Looking ahead of the IMSA WeatherTech Sportscar competition at Long Beach this April, Chip Ganassi Racing keeps strategy at the forefront of its modus operandi. The Ford-backed team displayed exceptional execution of that process at Daytona and completed the 24-hour race at the top with second-place in tow as well. Sebring brought about some technical issues that ultimately landed the American crew outside of the rostrum but as the No. 66 and No. 67 Ford GT twins approach the 100-minute Californian race this month, reprisal is within reach. CGR Managing Director Mike Hull says that racecraft will be the key for victory at the upcoming contest, and as 2017 proved, the unexpected is always welcome at the crowded city circuit.
Ganassi and co. finished second in last year's Bubba Burger Grand Prix as a final-moment crash caused blockage on the last turn leading into Shoreline Drive, and ultimately, the finish line. While Corvette Racing nabbed P1, the No. 67 Ford was narrowly behind it and came away with a podium yet.
Reflecting on the ever-present challenge with the GM-ran squad during an interview with The Drive, Hull said, "Based on the success and length of time they’ve had that success, that’s what you want to achieve. You want to race with people like that, but not necessarily against them."

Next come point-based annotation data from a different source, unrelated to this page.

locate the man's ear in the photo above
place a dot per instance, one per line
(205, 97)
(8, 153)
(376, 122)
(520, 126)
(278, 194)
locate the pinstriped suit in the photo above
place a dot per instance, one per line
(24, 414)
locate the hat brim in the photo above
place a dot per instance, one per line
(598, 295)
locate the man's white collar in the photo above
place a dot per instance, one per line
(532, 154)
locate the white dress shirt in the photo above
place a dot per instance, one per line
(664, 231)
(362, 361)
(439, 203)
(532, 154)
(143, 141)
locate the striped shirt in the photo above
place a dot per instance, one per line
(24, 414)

Hull's IMSA crew, one of many under his wing which also covers Ganassi's massive IndyCar presence, has fared well in short sprint races in the past. Accompanying its second-place finish at Long Beach last year, CGR also placed second at Virginia International Raceway and fifth at Lime Rock in 2017. It's because of well-rounded efforts like these that the team has found such success in the realm of sportscar competition.

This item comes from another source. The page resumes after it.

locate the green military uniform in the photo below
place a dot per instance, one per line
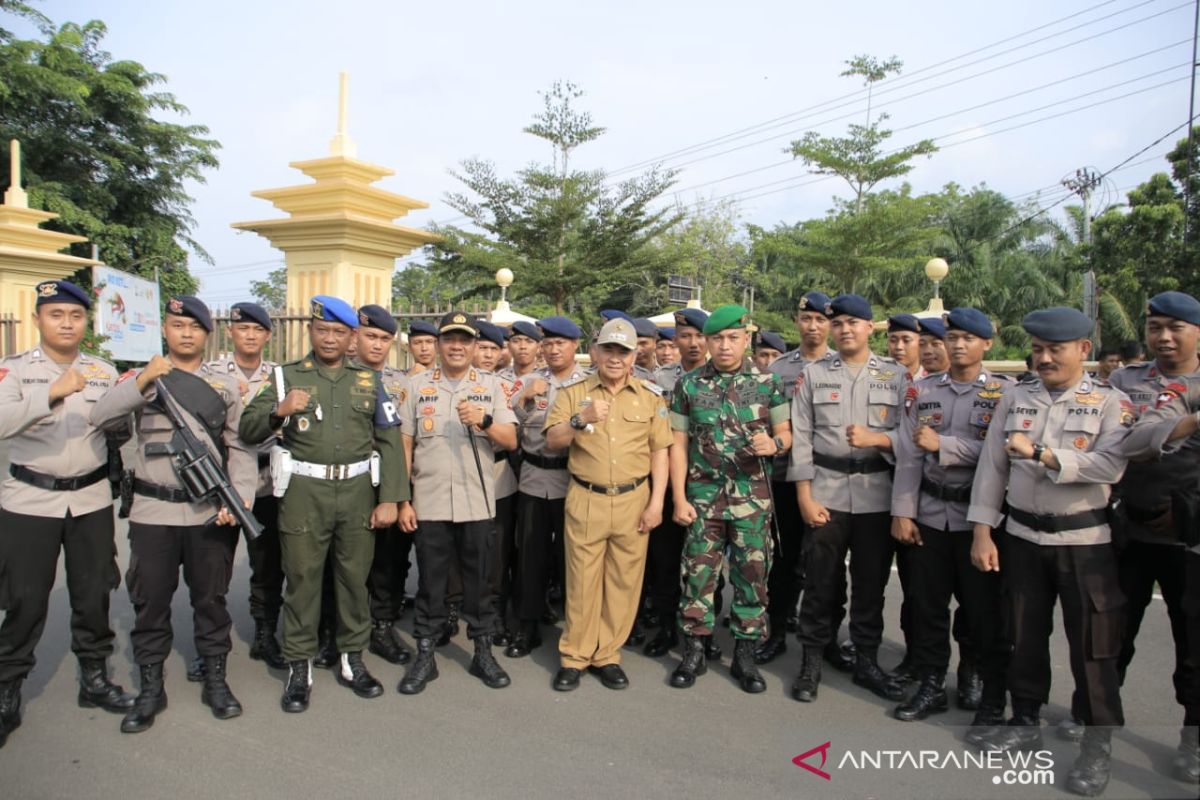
(330, 497)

When asked what approach the Boys in Blue would be taking to improve on their most recent result at the event, Hull noted that success is underlined by proper timing—and plenty of luck.
"Prototypes will likely pit twice, but in GTLM, it could only require one stop if you do it right," according to the 26-year Ganassi team veteran. Building on that by mentioning the lack of GTD competitors on the grid, Hull continued by saying that the culled field "changes the nature of the race."

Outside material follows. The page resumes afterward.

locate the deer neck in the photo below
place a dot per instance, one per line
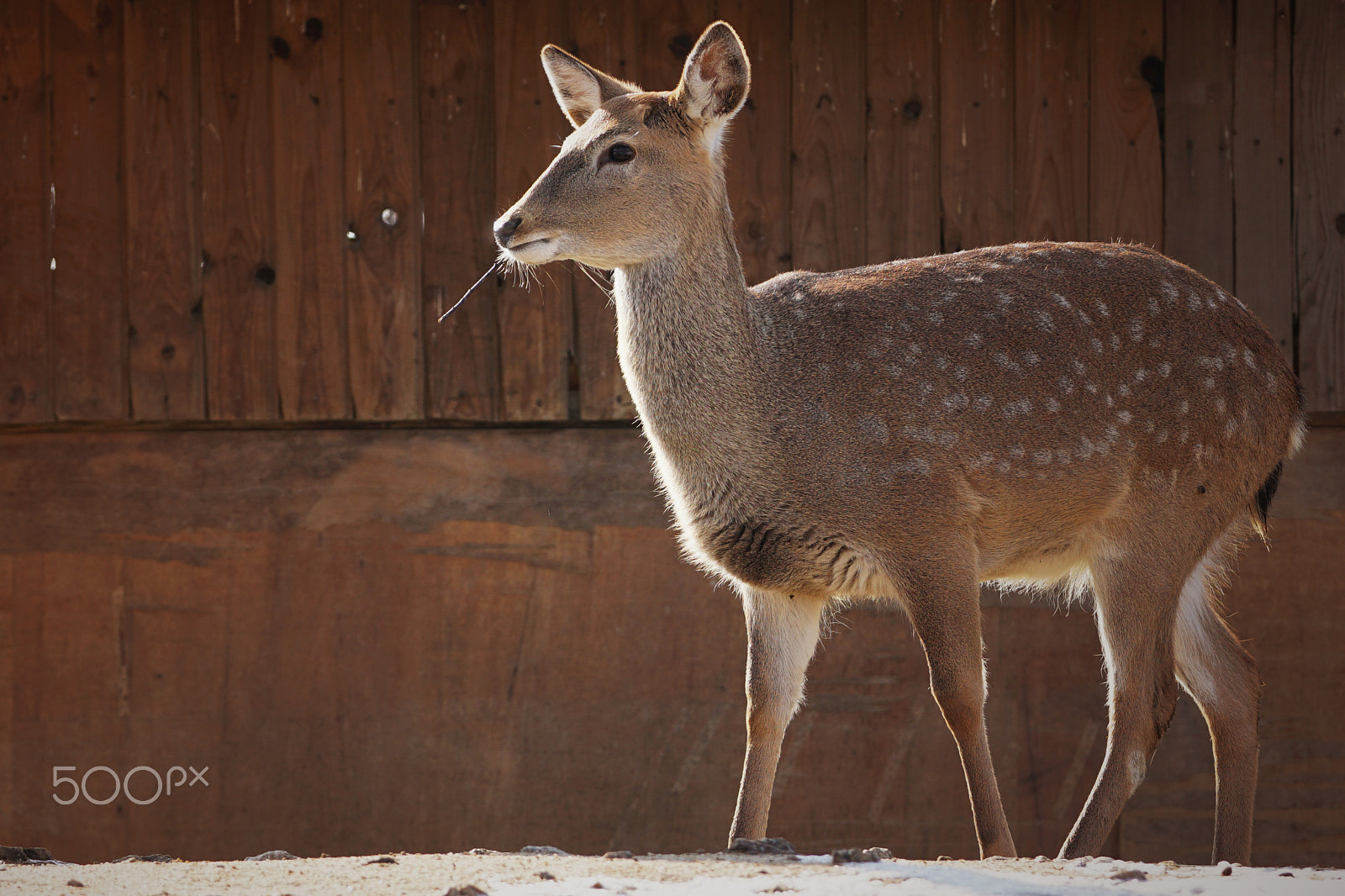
(685, 340)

But just because the race will be down a class this year doesn't mean it'll be any less testing. BMW is getting into the swing of competition with its new M8 GTE racer, and Porsche proved last month that its world-class 911 RSRs are capable of winning races. According to Hull, that's the benefit of competing in a field full of factory aid, describing a perfect scenario of sorts. "What’s so fun about GTLM is that you have manufacturer support, professional drivers with experience, managed and ran by professionals in the pits."
Collectively, the driving team of Dirk Mueller, Joey Hand, Ryan Briscoe, and Richard Westbrook will be seeking out the fulfillment that it lacked after leaving March's 12 Hours of Sebring emptyhanded. Their efforts will assuredly be backed up in the paddock with the likes of Hull and Mr. Ganassi himself calling the shots. In conclusion, the crew will work towards a thorough delivery and, perhaps more importantly, hope for a heavy dose of good fortune.